JAKARTA (RIAUPOS.CO) - Badan Reserse Kriminal (Bareskrim) Polri menyita uang tunai sebesar Rp173 miliar terkait penyidikan kasus korupsi proyek pengadaan bahan bakar minyak jenis solar untuk high speed diesel (HSD) PT PLN. Dalam kasus itu, Bareskrim menjerat mantan Direktur Utama PLN Nur Pamudji sebagai tersangka dan menahannya.
Direktur Tindak Pidana Korupsi Bareskrim Polri Kombes Djoko Poerwanto mengungkapkan, kasus itu terjadi saat Pamudji menjabat direktur energi primer di PLN pada 2010. Kala itu PT PLN mengadakan lelang penyediaan solar untuk PLTGU Tambak Lorok dan PLTGU Belawan.
Djoko menjelaskan, Pamudji mengadakan pertemuan dengan Presiden Direktur PT Trans Pacific Petrochemical Indotama (TPPI) Honggo Wendratmo sebelum proses lelang berjalan. Ada kongkalikong untuk memenangkan Tuban Konsorsium yang dipimpin PT TPPI untuk memenangi lelang proyek solar HSD.
’’Proses pengadaan yang dilakukan oleh panitia pengadaan di PT PLN atas perintah dari tersangka NP (Nur Pamudji, red) untuk memenangkan Tuban Konsorsium. PT TPPI selaku leader dari konsorsium itu,’’ kata Djoko dalam jumpa pers di Bareskrim Polri, Kebayoran Baru, Jakarta Selatan, Jumat (28/6/2019).
Menurutnya, ada upaya memaksakan Tuban Konsorsium sebagai pemenang lelang. Sebab, konsorsium itu sebenarnya tidak memenuhi syarat sebagai pemenang tender kontrak pengadaan solar HSD selama 4 tahun terhitung dari 10 Desember 2010 sampai 10 Desember 2014.
Ternyata Tuban Konsorsium tidak mampu memasok BBM jenis solar untuk PLTGU Tambak Lorok dan PLTGU Belawan sesuai dengan perjanjian jual beli setelah sekitar 1 tahun kontrak berjalan. Akibatnya, PT PLN harus membeli solar HSD dari pihak lain yang harganya lebih mahal ketimbang nilai kontrak PLN dengan Tuban Konsorsium.

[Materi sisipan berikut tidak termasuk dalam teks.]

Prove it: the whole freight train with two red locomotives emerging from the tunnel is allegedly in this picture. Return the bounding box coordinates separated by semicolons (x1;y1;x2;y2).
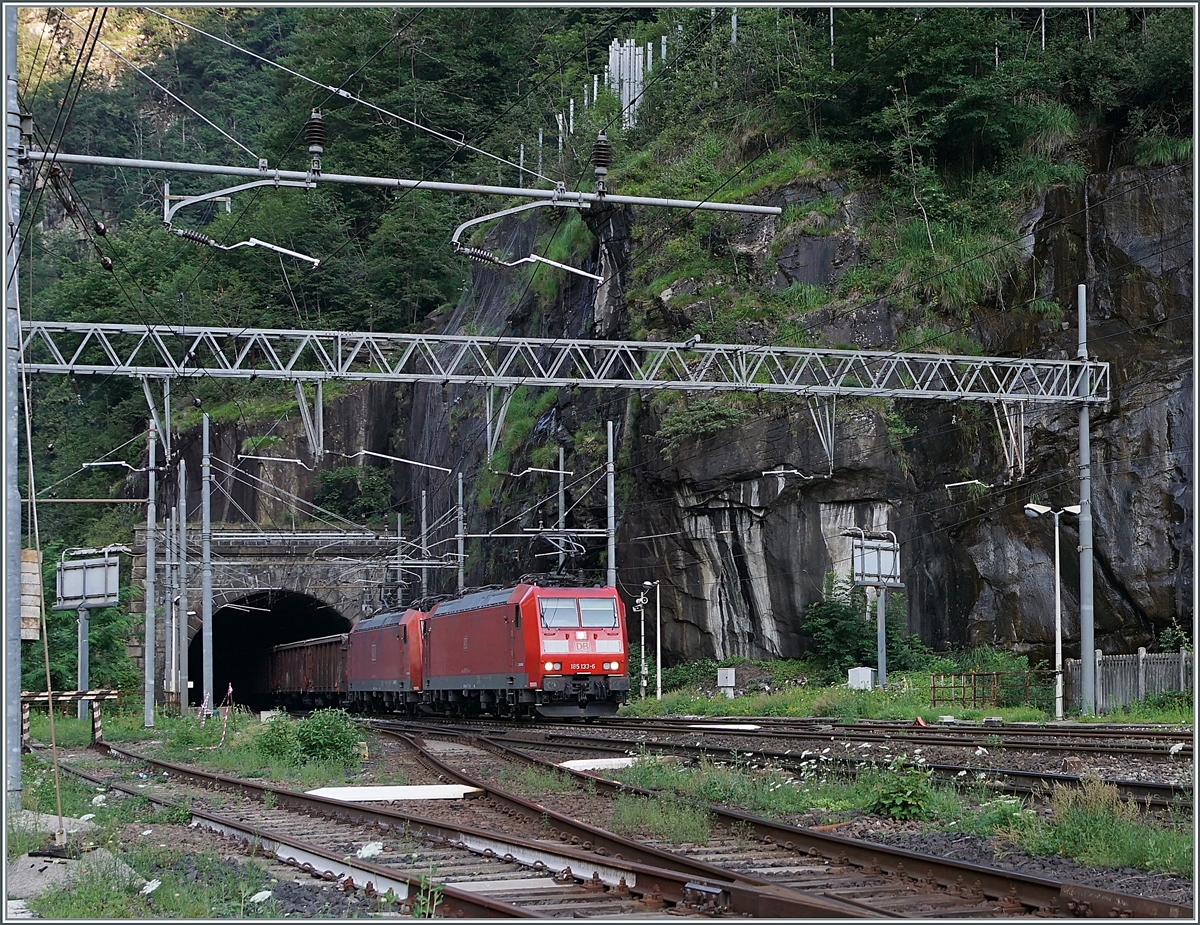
271;584;630;717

’’Yang mana mengakibatkan PT PLN mengalami kerugian,’’ paparnya. Lebih lanjut Djoko mengatakan, pengungkapan kasus itu tergolong lama. Setelah ada laporan polisi (LP) nomor LP/694/VI/2015/Bareskrim tanggal 5 Juni 2015, Bareskrim baru menerbitkan surat perintah penyidikan bernomor Sprin.Sidik/155.a/VIII2017/Tipidkor pada 9 Agustus 2017.
Menurut Djoko, lamanya pengungkapan kasus itu karena korupsinya berbeda dari kejahatan konvensional. Karena itu dibutuhkan akurasi untuk membuktikan adanya perbuatan melawan hukum. Selain itu, Honggo selaku presiden direktur PT TPPI juga melarikan diri ke luar negeri. Namun, sejauh ini tersangka dalam kasus itu baru Nur Pamudji.